Known or Anticipated architectural requirements (e.g., 2 GB memory/core).

As mentioned, most memory and computation requirements and are dictated by the GCRM model.

Please list any additional required or important software, services, or infrastructure beyond those listed in the previous section.

Large amounts of archival storage and high bandwidth interconnect between archive and filesystem.

It is believed that the dominant HPC architecture in the next 3-5 years will incorporate processing elements composed of 10s-1,000s of individual cores. It is unlikely that a programming model based solely on MPI will be effective, or even supported, on these machines. Do you have a strategy for computing in such an environment? If so, please briefly describe it.

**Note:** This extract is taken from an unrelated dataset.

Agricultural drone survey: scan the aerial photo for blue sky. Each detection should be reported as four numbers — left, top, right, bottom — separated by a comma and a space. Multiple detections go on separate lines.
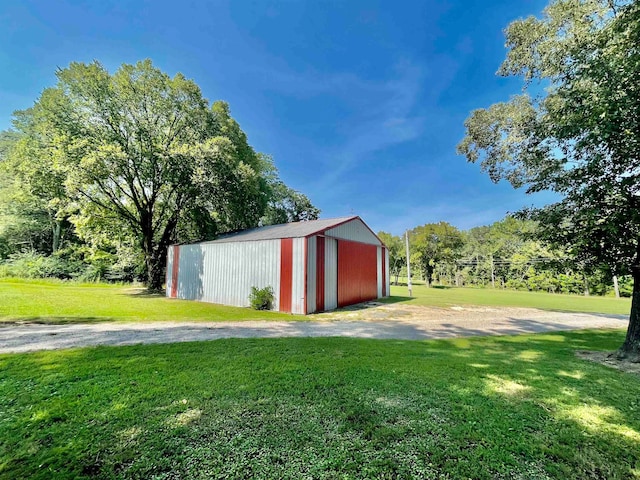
0, 0, 549, 234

No plan so far. However, the current IO API is fairly modular and should be a good starting point for incorporating multicore programming ideas as they become available.

What Do You Need from NERSC?

Please tell us what you need from NERSC to meet your project's computing needs over the next 3-5 years. Also please feel free to make any general comments.

Reliable, high performance parallel IO libraries that support very large files.